The last four F-35B Joint Strike Fighters the Marine Corps needs to declare initial operational capability will be delivered on 30 June, in time for an operational readiness inspection targeted for the second week of July.

That’s the assessment of Lockheed Martin's F-35 programme chief Lorraine Martin, who is closely monitoring the countdown to delivery of the final four.

Marine Corps IOC is the first major marker for the programme since it was revised and re-baselined in 2010, and Martin expects to hit that contractual target.

“They’ll be ready,” she tells Flightglobal. “That’s my goal. I watch it every day.”

“I plan to have everything ready,” she says, adding that the latest ALIS (autonomic logistics information system) configuration is being installed and will be ready in the next couple of days.

F-35B

Activity has hit a crescendo at Marine Corps Air Station Yuma, Arizona, which is home to the Green Knights – the first operational F-35B squadron.

Once everything is in place, an independent team will come in and assess the squadron’s readiness and report back to deputy commandant for Marine Corps aviation, Lt Gen Jon Davis.

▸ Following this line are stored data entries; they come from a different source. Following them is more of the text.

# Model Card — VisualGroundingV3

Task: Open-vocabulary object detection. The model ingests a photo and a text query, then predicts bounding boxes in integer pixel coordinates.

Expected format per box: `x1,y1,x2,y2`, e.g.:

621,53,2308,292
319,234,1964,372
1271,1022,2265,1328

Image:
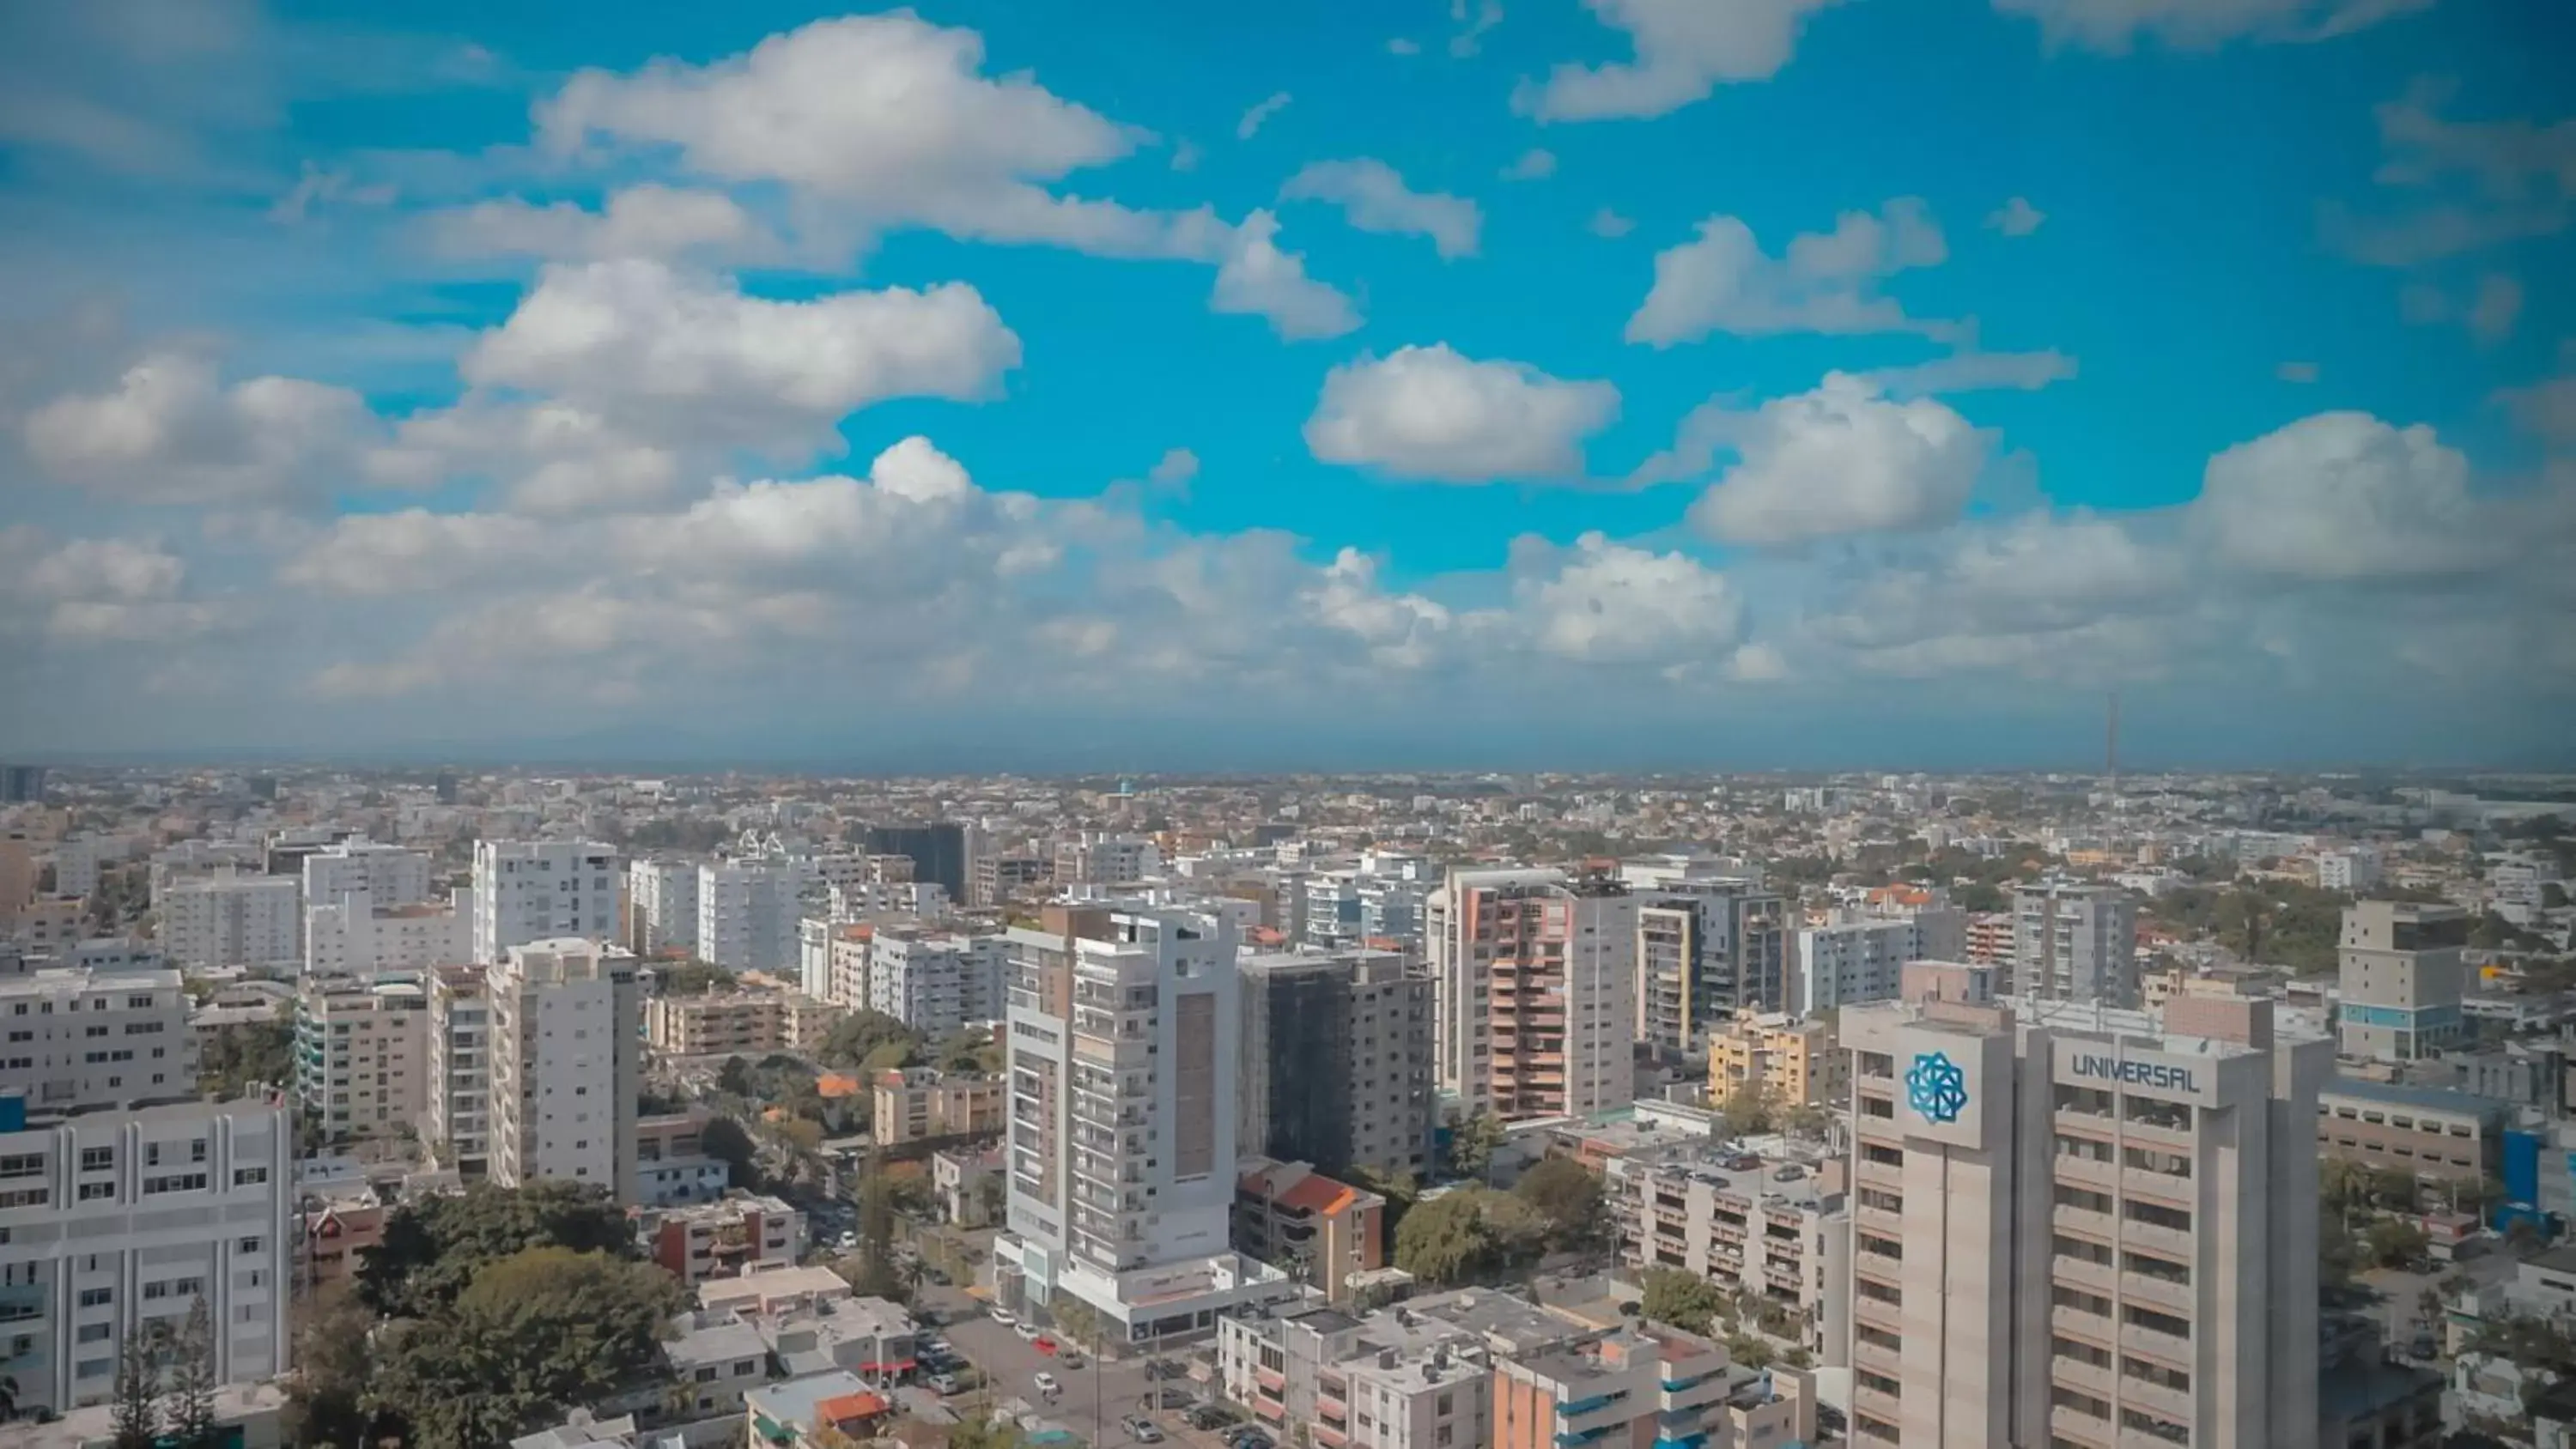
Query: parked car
1184,1407,1235,1431
1033,1372,1061,1396
1015,1321,1042,1341
1148,1388,1193,1410
1121,1416,1165,1443
1142,1359,1185,1380
930,1373,965,1396
920,1337,951,1357
1060,1350,1087,1370
989,1310,1018,1329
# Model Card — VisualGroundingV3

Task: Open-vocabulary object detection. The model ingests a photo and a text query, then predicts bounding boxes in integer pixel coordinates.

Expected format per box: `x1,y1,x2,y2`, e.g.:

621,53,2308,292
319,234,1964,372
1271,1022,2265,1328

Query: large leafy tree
373,1247,686,1449
1442,1112,1503,1182
358,1180,635,1319
816,1010,925,1070
1638,1269,1727,1335
1513,1157,1602,1244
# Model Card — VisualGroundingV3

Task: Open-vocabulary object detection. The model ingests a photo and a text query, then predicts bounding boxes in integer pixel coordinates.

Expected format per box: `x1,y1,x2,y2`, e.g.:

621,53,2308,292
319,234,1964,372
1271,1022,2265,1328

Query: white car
990,1309,1018,1329
1034,1371,1061,1396
1014,1321,1042,1341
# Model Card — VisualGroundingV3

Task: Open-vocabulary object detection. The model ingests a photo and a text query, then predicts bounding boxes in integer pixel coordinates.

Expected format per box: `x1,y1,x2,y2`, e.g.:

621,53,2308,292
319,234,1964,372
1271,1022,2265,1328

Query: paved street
917,1284,1241,1449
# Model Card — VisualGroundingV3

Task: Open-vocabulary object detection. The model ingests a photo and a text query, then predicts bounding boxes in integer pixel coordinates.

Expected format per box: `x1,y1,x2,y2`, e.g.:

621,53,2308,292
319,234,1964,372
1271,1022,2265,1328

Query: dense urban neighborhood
0,765,2571,1448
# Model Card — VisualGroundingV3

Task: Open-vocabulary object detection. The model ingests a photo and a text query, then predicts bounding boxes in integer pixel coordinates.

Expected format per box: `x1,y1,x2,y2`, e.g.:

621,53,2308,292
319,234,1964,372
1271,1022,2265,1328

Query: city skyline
3,1,2572,765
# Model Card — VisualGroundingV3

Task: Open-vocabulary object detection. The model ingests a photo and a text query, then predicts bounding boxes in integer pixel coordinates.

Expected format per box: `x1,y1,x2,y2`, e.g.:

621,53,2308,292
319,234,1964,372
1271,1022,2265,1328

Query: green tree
1638,1269,1726,1335
199,1016,295,1099
816,1010,926,1070
716,1058,754,1098
373,1247,686,1449
850,1172,902,1298
701,1113,762,1191
110,1325,161,1449
161,1295,219,1449
1393,1192,1496,1285
653,961,734,997
1717,1081,1776,1139
947,1419,1024,1449
1443,1112,1503,1182
358,1180,635,1319
1048,1297,1100,1350
1725,1332,1775,1371
2365,1218,2430,1270
1512,1157,1602,1245
282,1283,380,1449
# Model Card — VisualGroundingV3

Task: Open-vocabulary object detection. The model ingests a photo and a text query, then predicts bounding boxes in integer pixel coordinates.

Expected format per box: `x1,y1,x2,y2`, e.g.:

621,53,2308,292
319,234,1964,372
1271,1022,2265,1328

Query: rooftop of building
2320,1075,2512,1121
665,1313,769,1368
0,965,182,996
746,1371,884,1430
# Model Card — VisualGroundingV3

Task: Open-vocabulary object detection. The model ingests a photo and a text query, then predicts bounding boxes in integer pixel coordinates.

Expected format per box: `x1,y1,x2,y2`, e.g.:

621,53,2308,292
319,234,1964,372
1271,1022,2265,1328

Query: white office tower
1425,868,1639,1120
696,858,820,975
0,968,197,1111
1796,908,1966,1016
302,888,472,977
2012,881,2140,1007
471,840,622,965
1838,970,2326,1449
488,938,640,1203
0,1096,292,1417
294,976,428,1142
628,858,701,955
301,840,434,909
158,872,301,972
866,927,1007,1039
993,906,1291,1343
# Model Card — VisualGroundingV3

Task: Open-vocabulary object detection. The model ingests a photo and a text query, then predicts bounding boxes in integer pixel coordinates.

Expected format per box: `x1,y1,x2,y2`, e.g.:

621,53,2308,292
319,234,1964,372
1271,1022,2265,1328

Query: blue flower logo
1906,1051,1967,1124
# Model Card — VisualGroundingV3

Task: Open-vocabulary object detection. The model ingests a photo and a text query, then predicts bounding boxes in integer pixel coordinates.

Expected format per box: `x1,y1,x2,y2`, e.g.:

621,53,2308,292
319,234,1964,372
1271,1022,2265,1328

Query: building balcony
2121,1374,2193,1425
2054,1155,2117,1191
2045,1407,2111,1448
2051,1204,2117,1242
2119,1270,2193,1315
1850,1385,1901,1427
2051,1354,2113,1397
2055,1257,2115,1295
2120,1219,2195,1259
2121,1167,2195,1207
2119,1319,2192,1366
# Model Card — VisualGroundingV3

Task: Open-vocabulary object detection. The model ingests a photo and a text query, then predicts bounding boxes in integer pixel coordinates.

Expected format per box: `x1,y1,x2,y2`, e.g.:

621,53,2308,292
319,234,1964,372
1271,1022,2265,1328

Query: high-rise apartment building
628,858,702,955
295,977,428,1142
0,766,47,803
0,1096,291,1417
1053,834,1160,889
158,872,302,971
973,854,1051,910
993,905,1290,1343
471,840,621,966
301,840,434,909
2336,900,2468,1061
696,858,820,975
866,927,1007,1038
0,967,197,1111
424,964,491,1176
0,833,36,918
1706,1010,1844,1107
864,823,970,903
1795,909,1967,1016
2316,849,2383,893
488,938,641,1202
1631,881,1789,1054
2011,882,2139,1007
1428,868,1637,1122
1838,973,2327,1449
1238,947,1437,1181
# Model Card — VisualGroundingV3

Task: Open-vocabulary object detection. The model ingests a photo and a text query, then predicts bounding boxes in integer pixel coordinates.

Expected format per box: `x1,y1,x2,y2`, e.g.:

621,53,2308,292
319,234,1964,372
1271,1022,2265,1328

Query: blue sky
0,0,2569,769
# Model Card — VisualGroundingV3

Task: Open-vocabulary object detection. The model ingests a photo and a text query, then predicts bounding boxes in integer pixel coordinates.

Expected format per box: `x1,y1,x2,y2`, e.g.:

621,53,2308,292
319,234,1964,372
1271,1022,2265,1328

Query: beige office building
1838,968,2329,1449
2336,900,2468,1061
488,937,641,1202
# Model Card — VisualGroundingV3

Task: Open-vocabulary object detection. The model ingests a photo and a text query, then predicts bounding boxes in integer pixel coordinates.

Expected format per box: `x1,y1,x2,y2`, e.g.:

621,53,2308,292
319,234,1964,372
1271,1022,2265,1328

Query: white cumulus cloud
21,351,372,505
2192,410,2499,582
1626,199,1948,347
1281,158,1482,258
1304,344,1620,482
1516,0,1844,122
1686,373,1989,543
418,184,772,264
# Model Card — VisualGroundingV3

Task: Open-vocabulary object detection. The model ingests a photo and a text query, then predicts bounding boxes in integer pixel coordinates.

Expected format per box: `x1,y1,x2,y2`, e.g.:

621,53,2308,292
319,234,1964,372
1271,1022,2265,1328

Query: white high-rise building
158,872,301,971
2315,850,2383,893
866,928,1007,1038
303,888,472,977
471,840,622,965
301,840,434,910
1838,969,2325,1449
993,906,1291,1343
2011,882,2139,1007
49,834,131,902
0,967,197,1111
488,937,641,1202
1795,909,1966,1016
1426,868,1639,1120
696,858,820,975
0,1097,293,1418
628,858,701,955
1053,834,1161,888
294,977,428,1142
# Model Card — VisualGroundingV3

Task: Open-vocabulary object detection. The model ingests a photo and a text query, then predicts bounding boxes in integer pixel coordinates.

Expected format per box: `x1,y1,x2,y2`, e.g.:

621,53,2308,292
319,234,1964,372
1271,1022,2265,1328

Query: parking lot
921,1293,1253,1449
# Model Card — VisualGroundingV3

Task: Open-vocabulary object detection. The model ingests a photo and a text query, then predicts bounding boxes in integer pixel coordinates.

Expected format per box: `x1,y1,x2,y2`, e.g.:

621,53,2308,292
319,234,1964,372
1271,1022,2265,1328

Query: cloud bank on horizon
0,0,2569,767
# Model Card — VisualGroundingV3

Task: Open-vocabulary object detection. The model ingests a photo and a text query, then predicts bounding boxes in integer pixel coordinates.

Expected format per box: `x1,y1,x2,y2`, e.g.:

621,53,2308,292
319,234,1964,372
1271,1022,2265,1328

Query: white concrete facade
301,841,434,910
696,859,819,975
2011,882,2139,1007
159,873,301,973
302,889,471,977
629,858,701,955
0,1097,293,1418
0,968,197,1112
294,977,428,1142
867,930,1005,1039
488,938,641,1203
471,840,622,967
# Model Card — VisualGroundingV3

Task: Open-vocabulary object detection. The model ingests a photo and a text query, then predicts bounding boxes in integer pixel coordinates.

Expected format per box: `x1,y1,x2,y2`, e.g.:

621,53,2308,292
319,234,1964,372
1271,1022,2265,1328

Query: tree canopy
1442,1111,1503,1182
817,1010,927,1070
1391,1187,1550,1285
1638,1269,1726,1335
357,1180,635,1319
1513,1157,1602,1242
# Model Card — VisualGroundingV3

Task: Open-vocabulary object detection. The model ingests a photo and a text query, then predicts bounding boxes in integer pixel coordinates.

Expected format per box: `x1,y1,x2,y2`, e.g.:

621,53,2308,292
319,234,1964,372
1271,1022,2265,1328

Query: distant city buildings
862,822,969,902
2010,881,2139,1006
159,871,301,972
697,857,819,975
1238,946,1437,1182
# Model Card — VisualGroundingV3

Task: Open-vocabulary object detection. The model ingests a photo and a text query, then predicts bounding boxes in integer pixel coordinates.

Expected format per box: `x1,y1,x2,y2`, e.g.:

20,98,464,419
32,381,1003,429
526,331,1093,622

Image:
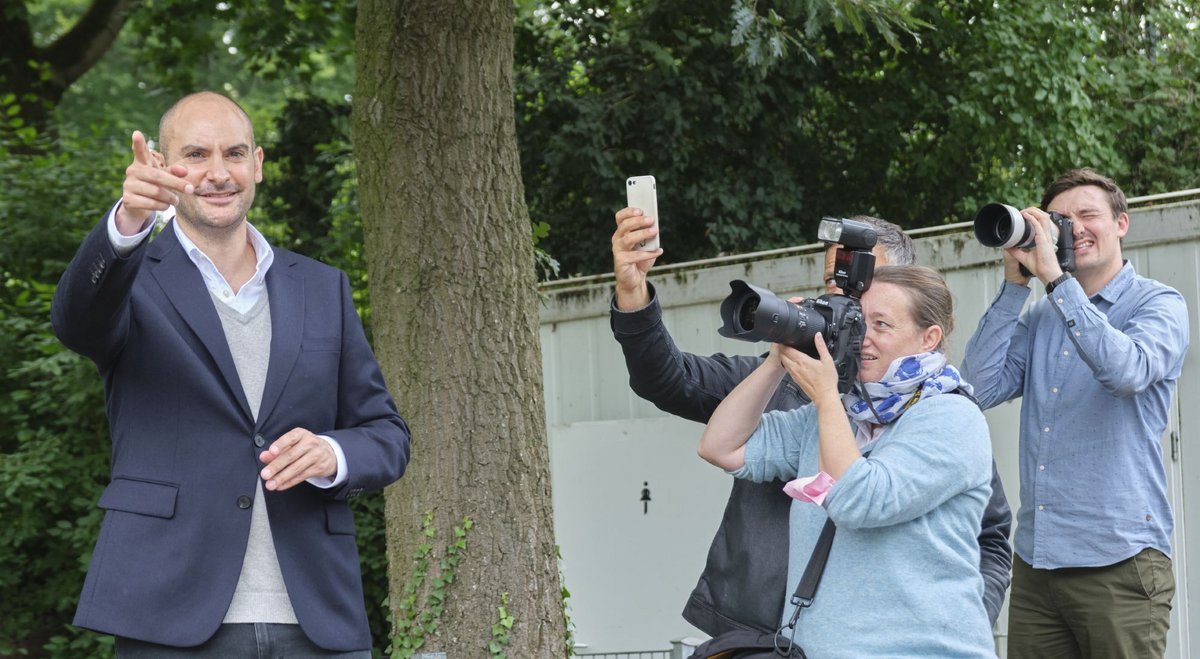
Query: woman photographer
698,265,995,657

If Davis is satisfied that the squadron has the manpower, equipment and spare parts in place, he will inform the Marine commandant and IOC will be declared.

The decision will come 14 years after the start of F-35 development. Asked if after all those years the US and its allies are receiving a superior weapon to what’s on the battlefield today, Martin said she has "no doubt".

“The customers we support who have all the information they need to have to have comfort in that, they have no doubt,” she adds. She says since the initial design, the aircraft has received new processors and the latest parts.

She is also wholly committed to delivering every capability that was promised for Block 3F, which is currently in integration and testing. That statement comes despite talk of weapons and capabilities “slipping” from Block 3F to Block 4 – a configuration that is being defined right now and will be delivered in increments from about 2019 through to 2025.

“None are slipping out of 3F,” she says. “We’re doing them all. We’re now in full integration and test, we’re not building [Block 3F] software anymore.”

Lockheed notes that despite reports, since the re-baslining the programme has not slipped schedule or cost. Martin says she is adamant that the F-35 can hit all its major targets going forward, including US Air Force IOC in 2016.

She says as development wraps up by 2017 and squadrons go operational, attention on the programme will turn to actually employing the weapon system as well as establishing tactics and new concepts of operation.